Front page continuation (51) Int.Cl. ⁷ Identification code FI theme code (reference) H01M 4/62 H01M 4/62 Z F term (reference) 5H021 BB01 BB11 EE04 HH06 5H029 AJ05 AJ12 AK02 AK03 AK05 AK16 AL01 AL02 AL06 AL07 AL11 AL12 AM03 AM04 AM05 AM07 AM16 CJ02 CJ05 DJ04 DJ13 EJ12 HJ14 5H050 AA07 AA15 BA17 CA02 CA07 CA11 CA21 CB01 CB02 CB07 CB08 CB11 CB12 CB29 DA13 DA19 FA13 GA02 GA07 HA14

Claims (5)

[Claims] 1. A non-aqueous electrolyte secondary battery including a positive electrode plate, a negative electrode plate, and a separator, wherein a porous polymer electrolyte is provided inside at least one of the positive electrode plate and the negative electrode plate, and a positive electrode plate / separator and a negative electrode are provided.
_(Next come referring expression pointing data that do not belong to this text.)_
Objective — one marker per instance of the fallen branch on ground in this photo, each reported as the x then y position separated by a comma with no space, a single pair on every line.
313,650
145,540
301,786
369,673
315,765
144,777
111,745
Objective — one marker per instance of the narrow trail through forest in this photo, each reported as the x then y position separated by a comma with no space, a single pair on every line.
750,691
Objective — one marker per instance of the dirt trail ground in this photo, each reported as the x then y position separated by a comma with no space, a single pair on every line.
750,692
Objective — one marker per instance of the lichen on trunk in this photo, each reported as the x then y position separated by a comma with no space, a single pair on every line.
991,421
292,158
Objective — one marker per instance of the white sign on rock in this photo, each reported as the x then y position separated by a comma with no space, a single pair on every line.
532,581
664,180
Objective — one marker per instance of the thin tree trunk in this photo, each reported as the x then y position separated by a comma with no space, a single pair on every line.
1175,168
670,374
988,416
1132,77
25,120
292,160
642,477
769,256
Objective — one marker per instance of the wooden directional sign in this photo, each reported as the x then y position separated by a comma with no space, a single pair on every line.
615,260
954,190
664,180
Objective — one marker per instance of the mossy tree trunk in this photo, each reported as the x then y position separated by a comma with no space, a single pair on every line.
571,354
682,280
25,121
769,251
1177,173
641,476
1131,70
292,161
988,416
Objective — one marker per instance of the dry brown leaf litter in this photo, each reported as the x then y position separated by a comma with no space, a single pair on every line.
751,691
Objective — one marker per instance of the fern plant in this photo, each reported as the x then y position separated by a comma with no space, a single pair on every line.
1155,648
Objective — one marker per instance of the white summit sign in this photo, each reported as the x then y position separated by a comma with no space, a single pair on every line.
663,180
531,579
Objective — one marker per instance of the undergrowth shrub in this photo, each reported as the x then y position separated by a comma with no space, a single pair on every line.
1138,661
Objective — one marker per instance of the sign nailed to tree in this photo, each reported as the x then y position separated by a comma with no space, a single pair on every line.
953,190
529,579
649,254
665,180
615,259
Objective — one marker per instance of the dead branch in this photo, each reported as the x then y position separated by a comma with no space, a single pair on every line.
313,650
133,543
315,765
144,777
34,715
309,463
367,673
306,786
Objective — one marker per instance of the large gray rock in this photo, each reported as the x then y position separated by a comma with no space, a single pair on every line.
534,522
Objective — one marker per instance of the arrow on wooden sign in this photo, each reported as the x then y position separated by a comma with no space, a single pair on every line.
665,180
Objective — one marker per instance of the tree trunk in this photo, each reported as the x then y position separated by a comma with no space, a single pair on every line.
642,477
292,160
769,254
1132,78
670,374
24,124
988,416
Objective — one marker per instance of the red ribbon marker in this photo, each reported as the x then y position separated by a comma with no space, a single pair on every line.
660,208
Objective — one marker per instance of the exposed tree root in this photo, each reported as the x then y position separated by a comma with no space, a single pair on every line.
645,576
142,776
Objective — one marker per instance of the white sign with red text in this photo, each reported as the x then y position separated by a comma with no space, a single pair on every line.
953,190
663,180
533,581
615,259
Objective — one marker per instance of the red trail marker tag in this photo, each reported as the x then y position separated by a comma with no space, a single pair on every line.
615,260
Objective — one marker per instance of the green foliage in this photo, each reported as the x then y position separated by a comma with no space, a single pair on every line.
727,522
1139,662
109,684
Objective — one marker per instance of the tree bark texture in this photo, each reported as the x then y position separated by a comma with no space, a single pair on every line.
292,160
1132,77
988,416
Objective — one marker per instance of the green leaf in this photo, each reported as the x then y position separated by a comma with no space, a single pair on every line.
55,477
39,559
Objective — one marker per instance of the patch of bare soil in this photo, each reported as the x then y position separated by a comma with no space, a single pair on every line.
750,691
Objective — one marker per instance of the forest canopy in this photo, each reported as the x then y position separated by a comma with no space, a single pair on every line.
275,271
A non-aqueous electrolyte secondary battery characterized in that at least one of the plate and the separator is fixed. 2. The separator is a porous film containing a first polyolefin having a melting point of T1 ° C. and a second polyolefin having a melting point of T2 ° C., and 90 ≦ T1 ≦ 120, 120 <
The nonaqueous electrolyte secondary battery according to claim 1, wherein the relationship of T2 is satisfied. 3. A separator comprising: a porous film containing a first polyolefin having a melting point of T1 ° C. and a second polyolefin having a melting point of T2 ° C .; and a porous film composed of a second polyolefin having a melting point of T2 ° C. Consisting of a two-layer film of 90 ≦ T1 ≦
The non-aqueous electrolyte secondary battery according to claim 1, wherein the relationship of 120, 120 <T2 is satisfied. 4. The separator has a melting point of T1 ° C. on both sides of a porous film made of a second polyolefin having a melting point of T2 ° C.
Consisting of a first polyolefin and a second polyolefin having a melting point of T2 ° C.
The non-aqueous electrolyte secondary battery according to claim 1, wherein the relations 0 ≦ T1 ≦ 120 and 120 <T2 are satisfied. 5. The heating method according to claim 1, wherein at least one of the positive electrode plate / separator and the negative electrode plate / separator is fixed by heating at a temperature of T1 ° C. or higher and 120 ° C. or lower. 4. The method for producing a non-aqueous electrolyte secondary battery described in 4.